More advanced crash cymbal pads also will offer multiple zones, usually a bow and and edge zone to help simulate the different ways you can strike a crash cymbal.

Hi-hat pads can also feel less like acoustic hi-hat cymbals depending on the kit and the technology in the drum module. Most cheaper kits will be able to simulate the sounds of a fully open, half open and fully closed hi-hat. They might also be able to do foot taps but not foot splashes. Sometimes the pedal action can feel like it lags or doesn’t react the way you’d expect it to. A better hi-hat implementation on a more advanced kit will have better resolution between the open and closed sounds. It might also produce different sounds from the edge or bow depending on where you hit the pad. Some of the newer digital hi-hat pads can start to feel pretty realistic, but you need to have a more advanced drum module to get the most detailed sounds and playing experience from the hi-hat.

While multiple zones can help a cymbal pad feel more like an acoustic cymbal during play, there still is usually a lack of nuance when compared to the in-betweens and different ways you can create sounds with an acoustic cymbal. This can include such things as doing cymbal swells or playing on different areas of the edge and bow with different stick techniques.

Kick Drum Pads and Controllers

Kick drum implementation can vary wildly from budget to more advanced electronic drum kits. Like most other parts of the kit, more advanced electronic kits will often have a better feeling kick pad.

Beginner or extreme budget electronic drum kits might also use a kick pedal controller instead of a kick pad and kick pedal. These types of controllers look the same as the hi-hat controller pedals, and while they can work fine for basic kick drum playing, they come up short in terms of feeling like a kick pedal with a swinging beater.

Many kick drum pads on intermediate level kits feel like harder drum pads, but at least you can use a proper kick pedal with them, which makes a huge difference in feel when compared to the kick pedal controllers.

Some more advanced kits use kick drum pads that have more of a natural feeling drum head that moves and responds more like the head of an acoustic kick drum. These types of pads usually will give the most familiar type of experience when it comes to feeling like an acoustic drum.

The Drum Module and Drum Sounds

Now that we’ve touched on how all the pads can affect feel, we need to discuss the drum module as well. The drum module doesn’t have any effect on how the pads feel when you are physically playing them, but it can have an effect on how the pads feel based on how the sounds respond during play.
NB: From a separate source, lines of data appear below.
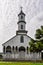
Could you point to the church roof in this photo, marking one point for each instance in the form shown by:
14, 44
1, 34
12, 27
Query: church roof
14, 37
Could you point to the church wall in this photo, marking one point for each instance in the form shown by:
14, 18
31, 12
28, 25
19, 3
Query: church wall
16, 41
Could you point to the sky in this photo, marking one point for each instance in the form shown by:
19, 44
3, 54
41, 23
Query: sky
9, 10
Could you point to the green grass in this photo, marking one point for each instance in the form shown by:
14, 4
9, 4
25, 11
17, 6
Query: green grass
20, 63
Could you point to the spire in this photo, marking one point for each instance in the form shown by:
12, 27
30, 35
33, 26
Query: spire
21, 12
21, 8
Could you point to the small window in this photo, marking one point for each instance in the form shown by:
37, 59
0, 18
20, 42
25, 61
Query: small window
22, 39
21, 26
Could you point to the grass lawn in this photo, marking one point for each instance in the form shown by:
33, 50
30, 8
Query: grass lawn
20, 63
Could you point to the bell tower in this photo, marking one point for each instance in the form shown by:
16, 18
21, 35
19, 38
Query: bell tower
21, 23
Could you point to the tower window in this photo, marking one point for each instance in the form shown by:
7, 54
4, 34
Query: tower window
22, 39
21, 26
21, 17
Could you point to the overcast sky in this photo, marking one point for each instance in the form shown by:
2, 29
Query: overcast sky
9, 10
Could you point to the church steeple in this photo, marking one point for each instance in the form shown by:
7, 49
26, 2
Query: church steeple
21, 16
21, 23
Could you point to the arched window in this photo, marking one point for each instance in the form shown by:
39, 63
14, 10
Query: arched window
21, 26
22, 39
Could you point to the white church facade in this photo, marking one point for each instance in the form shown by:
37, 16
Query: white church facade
18, 46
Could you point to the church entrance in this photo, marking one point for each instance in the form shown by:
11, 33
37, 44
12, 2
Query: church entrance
22, 52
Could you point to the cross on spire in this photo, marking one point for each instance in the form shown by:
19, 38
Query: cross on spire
21, 7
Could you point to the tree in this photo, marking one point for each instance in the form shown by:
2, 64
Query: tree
39, 33
32, 45
39, 39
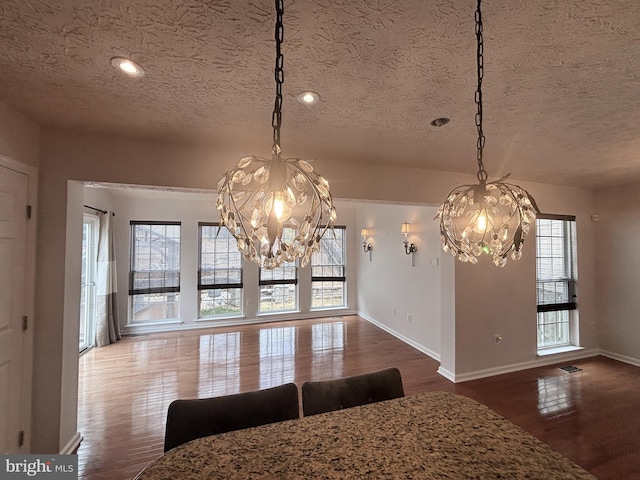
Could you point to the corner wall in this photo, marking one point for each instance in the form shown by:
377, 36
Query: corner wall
403, 299
617, 234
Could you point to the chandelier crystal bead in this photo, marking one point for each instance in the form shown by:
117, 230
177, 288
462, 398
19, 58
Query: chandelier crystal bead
277, 209
491, 217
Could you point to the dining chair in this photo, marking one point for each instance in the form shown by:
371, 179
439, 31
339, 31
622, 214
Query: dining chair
196, 418
329, 395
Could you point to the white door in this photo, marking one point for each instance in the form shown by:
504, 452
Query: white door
13, 237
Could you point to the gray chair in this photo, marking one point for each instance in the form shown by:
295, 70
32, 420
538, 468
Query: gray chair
191, 419
329, 395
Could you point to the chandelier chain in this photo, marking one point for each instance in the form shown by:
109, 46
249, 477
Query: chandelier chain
482, 173
276, 118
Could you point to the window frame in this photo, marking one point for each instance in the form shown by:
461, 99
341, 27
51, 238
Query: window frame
284, 281
162, 290
216, 286
322, 278
570, 278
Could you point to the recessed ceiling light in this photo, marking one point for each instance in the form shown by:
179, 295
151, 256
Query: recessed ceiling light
127, 66
308, 98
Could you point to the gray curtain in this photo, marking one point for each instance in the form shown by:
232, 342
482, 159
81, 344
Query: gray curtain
107, 328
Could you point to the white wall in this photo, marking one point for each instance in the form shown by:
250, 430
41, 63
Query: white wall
502, 301
617, 234
19, 148
506, 295
19, 137
389, 288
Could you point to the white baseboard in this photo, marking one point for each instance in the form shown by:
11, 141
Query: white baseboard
407, 340
72, 445
516, 367
621, 358
231, 322
447, 374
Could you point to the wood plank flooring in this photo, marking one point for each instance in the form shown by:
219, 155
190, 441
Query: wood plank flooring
591, 416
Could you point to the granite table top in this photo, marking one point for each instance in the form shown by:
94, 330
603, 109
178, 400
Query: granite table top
433, 435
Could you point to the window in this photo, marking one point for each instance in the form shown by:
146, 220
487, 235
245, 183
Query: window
327, 271
154, 277
279, 287
556, 279
219, 272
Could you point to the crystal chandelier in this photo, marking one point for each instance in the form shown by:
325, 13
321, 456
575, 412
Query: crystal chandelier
277, 209
490, 217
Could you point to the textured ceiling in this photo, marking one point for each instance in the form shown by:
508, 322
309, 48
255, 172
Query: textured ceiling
561, 88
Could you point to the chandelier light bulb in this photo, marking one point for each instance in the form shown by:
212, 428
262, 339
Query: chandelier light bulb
480, 222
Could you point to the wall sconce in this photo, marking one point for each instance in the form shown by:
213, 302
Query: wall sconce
409, 249
367, 247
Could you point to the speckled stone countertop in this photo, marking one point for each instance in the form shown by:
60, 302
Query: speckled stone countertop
432, 435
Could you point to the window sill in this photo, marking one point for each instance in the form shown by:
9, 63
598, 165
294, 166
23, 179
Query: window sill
556, 350
279, 312
153, 322
324, 309
222, 317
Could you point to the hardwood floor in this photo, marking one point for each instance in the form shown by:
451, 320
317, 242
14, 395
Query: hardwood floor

Drum modules can contribute to the feel of a kit by providing a dynamic and natural feeling sound experience that generates the types of sounds you’d expect to hear while playing an acoustic drum kit.

One good example of this is drum modules that use multi-sampled sounds for individual sounds around the drum kit. This means that each part around the kit has different samples that play back depending on how hard you’re playing the pad. For example, if you play ghost notes on the snare, the samples are actually taken from a snare played very quietly rather than just reducing the volume of a normal level drum strike. A multi sampled snare sound might include extremely light hits on the snare head all the way up to hard rim shots. This provides a more natural feeling experience when you’re playing the pads and listening to the drum module.


As you can see, there’s quite a few things that can contribute to how well an electronic drum kit can simulate the feel of an acoustic drum kit. As a general rule of thumb, more advanced kits are going to provide a more natural feeling experience, but it’s not always the case. Budget kits will almost always come up short in one or more ways when it comes to feeling similar to an acoustic kit. If you’re adamant about having an electronic kit that feels very similar to an acoustic in terms of playing experience, it can be worthwhile to look more at the acoustic design types of electronic kits. They tend to look and feel much more like acoustic drums but they can get expensive.